Iraq’s descent into chaos affirms two things: It was a mistake for the United States to invade that country in 2003, and Americans are lucky not to be in charge of what happens there next.

Deaths in Iraq’s sectarian conflict in April were the highest monthly total since June, 2008, when U.S. forces were nominally in control. The cause of the current conflict is the unwillingness of Iraq’s Sunni Muslims, about 20 percent of the population, to accept Shiite dominance under the virtual dictatorship of Iraq’s prime minister, Nouri al-Maliki. Iraq’s Kurds are operating as a virtually independent entity, in economic and political terms.

The Sunnis ruled a unified Iraq from its independence in 1932 until the U.S. invasion in 2003, in later years under President Saddam Hussein. The Sunnis initially resisted the Americans, then finally accepted being put on the U.S. payroll while they awaited our departure.

The Shiite majority gained power as part of an American attempt to introduce democracy in Iraq. But there was no reason to imagine that Sunnis would accept Shiite rule over them.
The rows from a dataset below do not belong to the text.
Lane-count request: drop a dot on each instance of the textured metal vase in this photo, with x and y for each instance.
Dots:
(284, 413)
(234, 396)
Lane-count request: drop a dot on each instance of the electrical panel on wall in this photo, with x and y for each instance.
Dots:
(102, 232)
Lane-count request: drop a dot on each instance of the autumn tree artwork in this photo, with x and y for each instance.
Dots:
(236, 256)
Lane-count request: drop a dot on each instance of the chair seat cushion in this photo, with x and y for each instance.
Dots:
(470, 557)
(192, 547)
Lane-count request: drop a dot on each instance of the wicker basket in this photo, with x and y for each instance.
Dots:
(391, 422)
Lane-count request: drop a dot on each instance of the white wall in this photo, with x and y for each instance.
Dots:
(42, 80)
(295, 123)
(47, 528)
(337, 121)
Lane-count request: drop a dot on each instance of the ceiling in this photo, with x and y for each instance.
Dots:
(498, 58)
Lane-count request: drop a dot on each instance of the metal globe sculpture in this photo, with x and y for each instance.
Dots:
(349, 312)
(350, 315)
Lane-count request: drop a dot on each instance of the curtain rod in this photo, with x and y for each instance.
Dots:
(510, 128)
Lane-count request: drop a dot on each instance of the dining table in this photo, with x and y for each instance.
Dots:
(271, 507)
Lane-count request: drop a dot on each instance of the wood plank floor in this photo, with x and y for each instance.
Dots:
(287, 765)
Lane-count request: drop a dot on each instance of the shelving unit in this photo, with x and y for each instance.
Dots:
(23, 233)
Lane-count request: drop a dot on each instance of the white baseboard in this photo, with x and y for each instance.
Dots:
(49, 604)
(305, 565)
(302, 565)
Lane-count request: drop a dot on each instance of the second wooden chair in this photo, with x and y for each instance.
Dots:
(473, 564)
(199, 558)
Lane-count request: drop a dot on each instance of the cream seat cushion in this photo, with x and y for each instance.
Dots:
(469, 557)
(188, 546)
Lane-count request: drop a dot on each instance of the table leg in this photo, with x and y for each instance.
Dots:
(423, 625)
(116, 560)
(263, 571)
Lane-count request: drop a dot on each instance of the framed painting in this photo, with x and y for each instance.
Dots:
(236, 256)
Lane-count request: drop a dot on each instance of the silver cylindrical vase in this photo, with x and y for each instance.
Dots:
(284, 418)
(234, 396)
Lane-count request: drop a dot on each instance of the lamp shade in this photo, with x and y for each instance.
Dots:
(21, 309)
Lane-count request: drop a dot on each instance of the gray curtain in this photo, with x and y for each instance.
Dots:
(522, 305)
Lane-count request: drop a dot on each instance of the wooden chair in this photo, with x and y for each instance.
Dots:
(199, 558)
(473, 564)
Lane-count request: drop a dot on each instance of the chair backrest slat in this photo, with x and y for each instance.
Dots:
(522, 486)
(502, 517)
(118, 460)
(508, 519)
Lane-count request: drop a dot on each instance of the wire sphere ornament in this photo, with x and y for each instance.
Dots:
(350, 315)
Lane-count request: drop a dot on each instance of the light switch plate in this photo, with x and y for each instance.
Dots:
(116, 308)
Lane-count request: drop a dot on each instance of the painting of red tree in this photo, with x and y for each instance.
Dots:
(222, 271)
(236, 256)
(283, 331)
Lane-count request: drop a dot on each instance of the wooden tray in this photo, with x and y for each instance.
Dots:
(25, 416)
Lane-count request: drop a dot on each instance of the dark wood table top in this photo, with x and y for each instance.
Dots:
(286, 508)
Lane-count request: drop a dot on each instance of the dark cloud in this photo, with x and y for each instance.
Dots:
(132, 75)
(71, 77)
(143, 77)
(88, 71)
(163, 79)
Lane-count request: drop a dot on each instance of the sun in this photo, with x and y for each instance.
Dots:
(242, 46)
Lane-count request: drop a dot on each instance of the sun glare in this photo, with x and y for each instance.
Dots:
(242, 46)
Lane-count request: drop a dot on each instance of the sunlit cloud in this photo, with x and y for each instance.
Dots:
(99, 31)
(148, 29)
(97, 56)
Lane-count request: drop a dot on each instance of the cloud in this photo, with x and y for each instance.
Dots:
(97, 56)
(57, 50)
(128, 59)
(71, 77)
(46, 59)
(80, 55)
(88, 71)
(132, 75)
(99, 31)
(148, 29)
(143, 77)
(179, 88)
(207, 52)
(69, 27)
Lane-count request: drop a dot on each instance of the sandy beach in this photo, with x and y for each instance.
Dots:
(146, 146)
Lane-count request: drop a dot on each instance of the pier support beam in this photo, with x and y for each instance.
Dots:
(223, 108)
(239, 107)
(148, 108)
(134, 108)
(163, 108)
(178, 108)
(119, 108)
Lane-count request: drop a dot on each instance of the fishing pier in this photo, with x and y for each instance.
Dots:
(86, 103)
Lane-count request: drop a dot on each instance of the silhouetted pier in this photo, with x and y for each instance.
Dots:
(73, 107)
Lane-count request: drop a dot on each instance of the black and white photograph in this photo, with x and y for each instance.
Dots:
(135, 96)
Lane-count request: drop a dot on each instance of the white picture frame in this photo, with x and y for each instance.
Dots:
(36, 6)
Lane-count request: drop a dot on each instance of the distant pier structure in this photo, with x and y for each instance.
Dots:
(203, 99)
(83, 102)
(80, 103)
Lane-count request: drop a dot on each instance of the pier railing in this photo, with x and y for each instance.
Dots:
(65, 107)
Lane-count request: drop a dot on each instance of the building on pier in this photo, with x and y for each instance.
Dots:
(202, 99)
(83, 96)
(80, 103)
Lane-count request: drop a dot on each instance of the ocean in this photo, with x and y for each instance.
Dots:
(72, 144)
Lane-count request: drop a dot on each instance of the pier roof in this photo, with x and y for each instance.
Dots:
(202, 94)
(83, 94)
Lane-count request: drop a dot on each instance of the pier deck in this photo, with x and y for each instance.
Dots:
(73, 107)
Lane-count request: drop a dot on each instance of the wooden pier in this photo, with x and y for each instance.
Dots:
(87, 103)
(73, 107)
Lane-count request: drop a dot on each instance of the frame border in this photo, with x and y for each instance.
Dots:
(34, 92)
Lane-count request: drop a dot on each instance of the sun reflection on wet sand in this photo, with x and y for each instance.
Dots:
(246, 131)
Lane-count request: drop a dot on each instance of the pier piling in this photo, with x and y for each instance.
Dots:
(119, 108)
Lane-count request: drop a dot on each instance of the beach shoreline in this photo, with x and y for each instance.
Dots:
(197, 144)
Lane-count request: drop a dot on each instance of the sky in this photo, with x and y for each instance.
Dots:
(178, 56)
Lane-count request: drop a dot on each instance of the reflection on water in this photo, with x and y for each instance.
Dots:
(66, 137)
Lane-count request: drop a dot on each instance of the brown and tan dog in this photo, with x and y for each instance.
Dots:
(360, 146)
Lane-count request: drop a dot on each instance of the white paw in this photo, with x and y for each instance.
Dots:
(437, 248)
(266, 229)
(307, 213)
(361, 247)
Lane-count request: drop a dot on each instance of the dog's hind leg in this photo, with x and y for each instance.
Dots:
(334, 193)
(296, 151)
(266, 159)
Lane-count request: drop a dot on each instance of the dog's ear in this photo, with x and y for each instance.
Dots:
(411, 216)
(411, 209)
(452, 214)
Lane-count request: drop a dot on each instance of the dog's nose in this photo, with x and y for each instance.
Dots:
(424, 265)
The civil war in Syria, which pits the government against a variety of Sunni militias, may have strengthened the hand of Sunni forces in Iraq. Both countries hosted ruling Baath parties, although they opposed each other for nationalistic and ideological reasons under Saddam and Syrian President Bashar Assad’s father, Hafez Assad.

The disorder in one country tends to spill over into the other, because arms are freely available in the two conflicts.

The price for Americans in Iraq was high — more than 4,000 dead, and financial costs that will continue to be paid for decades. But the fate of Iraq is now in the hands of Iraqis, to do what they choose.